AN HONEST MAN.-General Foy, whose death has made such a sen

sation at Paris, and for whose family subscriptions are pouring in on all sides, was educated for the bar; but on the breaking out of the revolution entered the artillery, in which he was rapidly promoted. From the first campaigns of the revolution to the battle of Waterloo, he was in incessant action, and frequently distinguished himself. He was wounded in Moreau's retreat, in the battle of Orthes, and at Waterloo. His activity in Spain was well known to many officers of our army. It is to his credit, that though his fate was bound up with the military profession, he refused, previously to the expedition to Egypt, the appointment of aide-de-camp to Bonaparte, whose views he seems to have suspected, and that he opposed the elevation of the same man to the supreme-power.
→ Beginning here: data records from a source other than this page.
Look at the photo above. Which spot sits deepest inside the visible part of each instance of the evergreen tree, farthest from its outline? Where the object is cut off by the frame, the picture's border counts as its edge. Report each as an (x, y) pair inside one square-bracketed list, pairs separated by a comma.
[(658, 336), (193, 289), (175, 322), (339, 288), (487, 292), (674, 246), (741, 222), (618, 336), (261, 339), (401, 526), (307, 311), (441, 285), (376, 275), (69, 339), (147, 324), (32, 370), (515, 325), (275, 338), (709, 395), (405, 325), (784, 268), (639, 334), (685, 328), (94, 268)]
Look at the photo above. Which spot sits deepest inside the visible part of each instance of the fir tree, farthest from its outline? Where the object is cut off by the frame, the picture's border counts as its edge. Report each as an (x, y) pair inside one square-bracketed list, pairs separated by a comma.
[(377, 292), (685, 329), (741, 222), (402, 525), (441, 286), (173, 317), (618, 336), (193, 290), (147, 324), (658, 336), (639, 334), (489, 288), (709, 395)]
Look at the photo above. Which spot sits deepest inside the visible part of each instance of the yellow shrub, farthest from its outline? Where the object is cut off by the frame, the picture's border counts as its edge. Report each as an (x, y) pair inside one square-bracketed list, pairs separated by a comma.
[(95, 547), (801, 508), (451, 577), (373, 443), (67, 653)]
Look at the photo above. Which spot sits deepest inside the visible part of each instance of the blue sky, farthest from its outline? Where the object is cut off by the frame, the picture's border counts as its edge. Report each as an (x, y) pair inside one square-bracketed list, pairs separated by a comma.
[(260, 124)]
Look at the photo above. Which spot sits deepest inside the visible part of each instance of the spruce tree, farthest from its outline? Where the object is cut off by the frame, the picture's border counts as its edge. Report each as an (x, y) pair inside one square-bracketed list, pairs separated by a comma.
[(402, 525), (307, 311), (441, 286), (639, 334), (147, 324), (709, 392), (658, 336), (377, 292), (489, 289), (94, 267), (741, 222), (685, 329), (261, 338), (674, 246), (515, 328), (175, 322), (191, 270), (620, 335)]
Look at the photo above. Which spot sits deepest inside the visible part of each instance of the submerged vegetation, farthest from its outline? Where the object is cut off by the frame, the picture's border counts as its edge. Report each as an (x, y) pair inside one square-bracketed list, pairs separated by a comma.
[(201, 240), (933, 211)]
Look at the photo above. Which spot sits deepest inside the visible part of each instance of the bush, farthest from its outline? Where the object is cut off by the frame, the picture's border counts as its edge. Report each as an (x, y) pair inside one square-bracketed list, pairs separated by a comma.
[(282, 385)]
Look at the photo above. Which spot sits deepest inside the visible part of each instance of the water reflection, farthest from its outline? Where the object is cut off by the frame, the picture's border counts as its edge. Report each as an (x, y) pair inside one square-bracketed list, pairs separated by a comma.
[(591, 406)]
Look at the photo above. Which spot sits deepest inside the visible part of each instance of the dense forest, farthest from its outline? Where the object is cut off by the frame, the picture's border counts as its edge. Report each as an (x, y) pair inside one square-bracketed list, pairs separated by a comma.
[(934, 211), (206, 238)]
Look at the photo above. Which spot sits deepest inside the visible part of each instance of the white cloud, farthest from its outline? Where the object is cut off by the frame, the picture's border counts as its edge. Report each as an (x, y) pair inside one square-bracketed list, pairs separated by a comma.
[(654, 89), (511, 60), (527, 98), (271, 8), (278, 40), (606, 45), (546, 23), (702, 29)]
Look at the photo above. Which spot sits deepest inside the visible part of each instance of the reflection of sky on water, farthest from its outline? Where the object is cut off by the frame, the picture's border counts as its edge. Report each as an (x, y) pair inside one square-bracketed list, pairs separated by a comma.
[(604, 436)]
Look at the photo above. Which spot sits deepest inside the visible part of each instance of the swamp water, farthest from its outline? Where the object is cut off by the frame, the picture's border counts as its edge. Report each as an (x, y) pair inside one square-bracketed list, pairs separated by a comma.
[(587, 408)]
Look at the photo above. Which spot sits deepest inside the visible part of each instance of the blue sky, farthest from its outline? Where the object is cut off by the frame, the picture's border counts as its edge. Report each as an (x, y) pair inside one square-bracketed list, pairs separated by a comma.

He first entered the Chamber of Deputies in 1819; since that time his eloquence has given him a reputation as a patriot and an orator, in which he has still fewer competitors than in his military fame. Another paper informs us, that when asked to drink the health of the Emperor Napoleon on some occasion, he declined. They pressed him. Ile cut the matter short by saying, "I am not thirsty." He admired injustice and the sacrifice of liberty in no shape, however illustrious. General Foy appears to have died of an over-excited temperament. His heart was found bathed in its honest blood, as though it had burst with anxiety for the cause of freedom. He has left several children, and a wife whom he designated on his death-bed as his "best friend." Such men have great pleasures in life, though they have great pains. Love is sure to meet with love; as the close heart, sooner or later, is left to itself.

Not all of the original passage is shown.